Enfin, la Chine, comme nouvel intervenant a brouillé les cartes.
Ces pays déjà fortement endettés pour la plupart ont augmenté fortement leurs dépenses publiques pour faire face à l’épidémie, ce qui a fait ressurgir les craintes sur la soutenabilité de leurs dettes.
C’est dans cette optique, qu’en avril 2020, le G20 avait lancé l’Initiative de Suspension du Service de la Dette (ISSD) qui permet aux pays qui en font la demande, une suspension des intérêts de la dette jusqu’à la fin de l’année 2020. Les créanciers publics (Banque mondiale et FMI) ont soutenu l’initiative, mais les créanciers privés ont montré une certaine réticence à cause de la Chine.
La Chine est devenue le prêteur « officiel » du monde, dépassant le FMI et la Banque Mondiale. Ainsi, 400 Mds $ de prêts cachés chinois ont été octroyés à 106 pays, notamment d’Afrique Sub-saharienne. Les créanciers privés craignent qu’en donnant leur accord à l’ISSD, ils permettent à la Chine de se faire rembourser. La Chine de son côté ne souhaite pas non plus faire un précédent dans l’annulation de la dette et continue de négocier unilatéralement avec les pays concernés afin d’éviter des défauts de paiement.
Quelles perspectives pour les pays émergents ?
La crise sanitaire n’est pas terminée et la crise économique non plus, d’autant que les perspectives de croissance des pays développés restent médiocres. Les pays émergents ne bénéficient ni d’impulsion en interne, ni en externe.
La problématique principale reste celle de l’emploi et du système de santé. Les conséquences risquent d’être plus dévastatrices pour ces pays à cause du poids de l’économie informelle qui représente 70% de l’emploi. La pandémie devrait alors précipiter 40 à 60 millions de personnes dans la pauvreté (sous 1.90 $ par jour).
L’autre point est que la mondialisation qui avait permis d’abaisser le taux de pauvreté à 10% dans le monde (estimation récente de la Banque mondiale) est achevée. Comment retrouver alors une autonomie de croissance pour tous ces pays ?
La situation dans les pays émergent peut-elle être généralisée ?
L’Afrique ne souffre pas de la crise sanitaire mais des conséquences de celle-ci via la chute des prix des matières premières, du tourisme et des envois d’argents des travailleurs migrants.
A contrario, l’Amérique Latine a un vrai problème de crise sanitaire qu’elle ne sait pas régler, c’est le cas aussi de l’Inde. Le problème est le caractère populiste de l’Amérique du Sud et de l’Inde, dont les gouvernements sont prêts à tout pour sauver leur mandat électoral.

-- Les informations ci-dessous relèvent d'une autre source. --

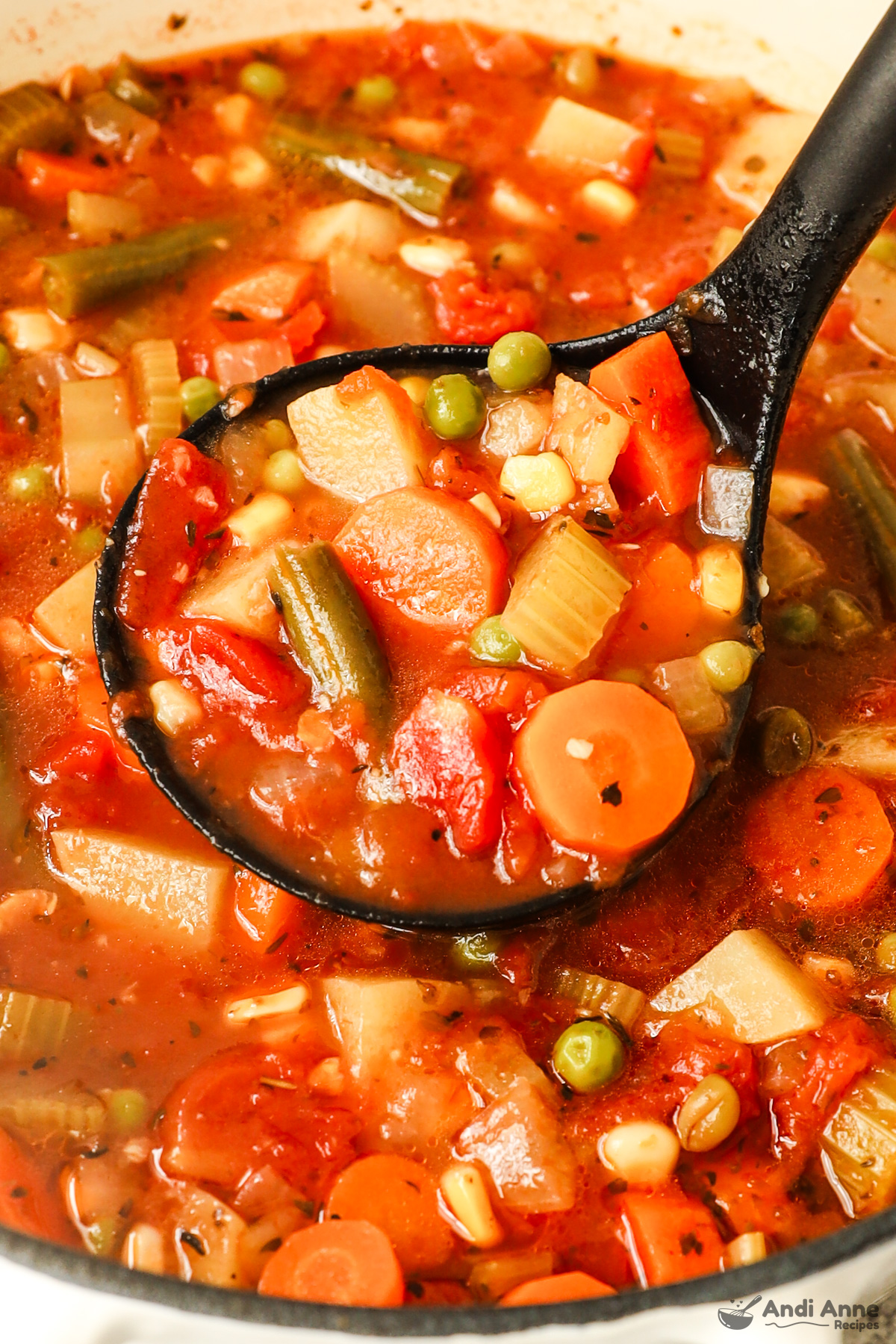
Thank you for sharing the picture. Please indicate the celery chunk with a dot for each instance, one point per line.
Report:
(564, 591)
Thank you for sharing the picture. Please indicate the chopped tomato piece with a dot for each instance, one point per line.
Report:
(449, 759)
(181, 505)
(467, 311)
(671, 445)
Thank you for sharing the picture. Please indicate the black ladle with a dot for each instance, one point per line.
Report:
(742, 335)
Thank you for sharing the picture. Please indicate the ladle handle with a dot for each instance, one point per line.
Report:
(766, 302)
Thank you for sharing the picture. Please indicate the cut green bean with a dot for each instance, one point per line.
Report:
(420, 184)
(328, 626)
(129, 84)
(31, 117)
(871, 497)
(75, 282)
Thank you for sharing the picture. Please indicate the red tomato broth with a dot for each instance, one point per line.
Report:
(281, 1100)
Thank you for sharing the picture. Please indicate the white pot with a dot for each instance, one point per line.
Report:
(794, 52)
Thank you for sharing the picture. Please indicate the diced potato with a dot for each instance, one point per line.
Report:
(615, 205)
(208, 1222)
(358, 226)
(379, 1021)
(539, 482)
(755, 161)
(143, 885)
(860, 1142)
(517, 1139)
(564, 591)
(99, 220)
(361, 448)
(514, 206)
(582, 139)
(721, 576)
(264, 519)
(34, 329)
(100, 457)
(175, 709)
(758, 987)
(874, 285)
(65, 618)
(240, 596)
(517, 425)
(790, 562)
(494, 1065)
(684, 685)
(586, 432)
(794, 494)
(435, 255)
(383, 302)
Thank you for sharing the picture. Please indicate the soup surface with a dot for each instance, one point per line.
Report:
(346, 628)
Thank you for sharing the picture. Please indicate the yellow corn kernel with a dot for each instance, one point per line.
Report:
(722, 578)
(247, 169)
(642, 1152)
(487, 507)
(267, 517)
(435, 255)
(210, 169)
(747, 1249)
(270, 1006)
(613, 203)
(541, 483)
(465, 1194)
(175, 709)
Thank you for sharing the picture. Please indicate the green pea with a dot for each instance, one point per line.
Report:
(491, 643)
(284, 473)
(786, 741)
(454, 406)
(262, 81)
(127, 1110)
(588, 1055)
(89, 542)
(519, 361)
(374, 93)
(28, 484)
(198, 396)
(476, 952)
(798, 624)
(279, 436)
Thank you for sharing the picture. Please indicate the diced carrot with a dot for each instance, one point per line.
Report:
(401, 1198)
(449, 759)
(556, 1288)
(662, 616)
(671, 1238)
(820, 839)
(181, 505)
(262, 910)
(606, 766)
(346, 1263)
(671, 444)
(53, 176)
(429, 554)
(26, 1203)
(467, 311)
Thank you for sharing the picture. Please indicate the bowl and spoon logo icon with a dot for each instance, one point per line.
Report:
(738, 1317)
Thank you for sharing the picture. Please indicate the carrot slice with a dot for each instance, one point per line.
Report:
(401, 1198)
(349, 1263)
(556, 1288)
(429, 554)
(820, 838)
(606, 766)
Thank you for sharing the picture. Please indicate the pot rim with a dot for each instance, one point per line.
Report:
(788, 1266)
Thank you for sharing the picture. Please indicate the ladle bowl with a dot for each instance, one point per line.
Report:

Disclaimer : Propos recueillis en septembre 2020 auprès de Zouhoure Bousbih, économiste chez Ostrum Asset Management. Les analyses et les opinions mentionnées ci-dessus représentent le point de vue de l’auteur. Cet article ne constitue pas un conseil en investissement ni une recommandation ou une offre d’achat ou de vente de titres.